Casque sur les oreilles, ils sont les fleurons de la Marine Nationale française. De leur expertise peut dépendre la survie de tout un équipage.

Ils sont les oreilles et les yeux du commandant. Formés au Centre d'interprétation et de reconnaissance acoustique (CIRA) basé à Toulon, ils ne sont que 30 en France à maîtriser un tel degré d’analyse. Un métier où le droit à l’erreur est interdit.

Un monde du silence pas si silencieux

Bienvenue à bord du sous-marin Le Suffren, dernier-né de la Marine Française !

On s’y croirait presque mais ce n’est pas le cas. Dans une salle de l’école de navigation située dans la base aéronavale de Toulon, le poste de commandement du sous-marin a été reconstitué.

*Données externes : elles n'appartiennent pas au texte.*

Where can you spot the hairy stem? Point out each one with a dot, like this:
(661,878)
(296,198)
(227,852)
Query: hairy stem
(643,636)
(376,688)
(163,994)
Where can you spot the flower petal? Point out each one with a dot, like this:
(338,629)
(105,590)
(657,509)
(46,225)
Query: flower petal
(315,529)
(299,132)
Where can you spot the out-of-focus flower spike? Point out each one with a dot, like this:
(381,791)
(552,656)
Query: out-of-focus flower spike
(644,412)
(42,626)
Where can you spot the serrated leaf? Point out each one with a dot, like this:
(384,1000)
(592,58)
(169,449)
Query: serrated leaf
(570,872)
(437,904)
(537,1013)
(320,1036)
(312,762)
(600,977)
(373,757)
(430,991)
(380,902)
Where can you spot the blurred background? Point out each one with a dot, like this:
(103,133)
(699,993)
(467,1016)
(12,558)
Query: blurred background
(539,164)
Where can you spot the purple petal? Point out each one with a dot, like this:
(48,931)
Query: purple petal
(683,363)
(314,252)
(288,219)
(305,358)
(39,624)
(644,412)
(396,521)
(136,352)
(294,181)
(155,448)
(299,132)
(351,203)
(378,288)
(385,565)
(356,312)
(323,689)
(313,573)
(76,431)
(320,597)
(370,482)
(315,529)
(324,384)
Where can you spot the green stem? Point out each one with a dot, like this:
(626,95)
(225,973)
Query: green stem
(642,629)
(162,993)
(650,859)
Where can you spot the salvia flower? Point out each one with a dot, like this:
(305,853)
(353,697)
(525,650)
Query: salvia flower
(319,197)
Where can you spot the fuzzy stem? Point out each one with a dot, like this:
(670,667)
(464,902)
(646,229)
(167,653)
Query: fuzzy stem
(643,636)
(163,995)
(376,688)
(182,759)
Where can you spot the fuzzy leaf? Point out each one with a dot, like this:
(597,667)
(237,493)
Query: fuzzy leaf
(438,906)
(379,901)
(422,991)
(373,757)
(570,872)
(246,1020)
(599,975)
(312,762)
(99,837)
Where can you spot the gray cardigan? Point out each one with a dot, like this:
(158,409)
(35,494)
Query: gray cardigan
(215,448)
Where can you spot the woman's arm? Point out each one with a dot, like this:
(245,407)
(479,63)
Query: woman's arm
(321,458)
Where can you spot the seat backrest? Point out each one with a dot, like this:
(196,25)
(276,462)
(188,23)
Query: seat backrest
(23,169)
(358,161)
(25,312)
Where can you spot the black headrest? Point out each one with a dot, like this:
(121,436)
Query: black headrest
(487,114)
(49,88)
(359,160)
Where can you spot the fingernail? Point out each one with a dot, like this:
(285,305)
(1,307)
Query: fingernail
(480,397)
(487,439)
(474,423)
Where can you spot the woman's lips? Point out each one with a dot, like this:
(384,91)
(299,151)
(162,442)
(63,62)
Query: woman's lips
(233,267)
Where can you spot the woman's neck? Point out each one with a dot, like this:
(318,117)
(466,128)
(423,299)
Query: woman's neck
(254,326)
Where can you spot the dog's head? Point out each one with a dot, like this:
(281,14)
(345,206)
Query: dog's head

Tout l’équipage est présent et concentré. Il s’agit d’un exercice de simulation. Le sous-marin est en plongée et navigue dans un silence total. Silence total ? Pas pour tout le monde. Au cœur de l’équipage, un homme.

Tantôt les yeux rivés sur son écran, tantôt la tête dans les mains, il est totalement absorbé. Sur son épaule, un écusson coloré. Il représente un sous-marin, un casque, un cachalot…c’est l’insigne du centre d’interprétation et de reconnaissance acoustique. Le 1er maître Nicolas est analyste acoustique. Depuis six ans, il est ce que l’on appelle une "oreille d’or", l’élite dans son domaine de compétences.

Et pour lui, le monde du silence n’a rien de silencieux. "Le monde sous-marin est un monde bruyant !

Il y a les bruits émis par les bateaux de commerce, les mammifères et les tremblements de terre marins assez fréquents et que le grand public ne soupçonne pas. C’est un monde vivant".

L’élite des analystes acoustiques

Le 1er maître Nicolas a été formé durant une année au CIRA. Seule école de formation en France, elle est située à Toulon, dans la base aéronavale. En 40 ans d’existence, le centre a formé 240 "oreilles d’or".

Une formation très sélective selon le capitaine de frégate Vincent, son directeur.

"Seuls cinq ou six analystes par promotion atteignent ce degré d’expertise. Le niveau d’exigence est énorme ne serait-ce que pour intégrer cette formation. Il faut avoir une audition parfaite niveau dix sur dix, être réactif, passionné par la guerre acoustique passive et avoir une énorme capacité de mémorisation".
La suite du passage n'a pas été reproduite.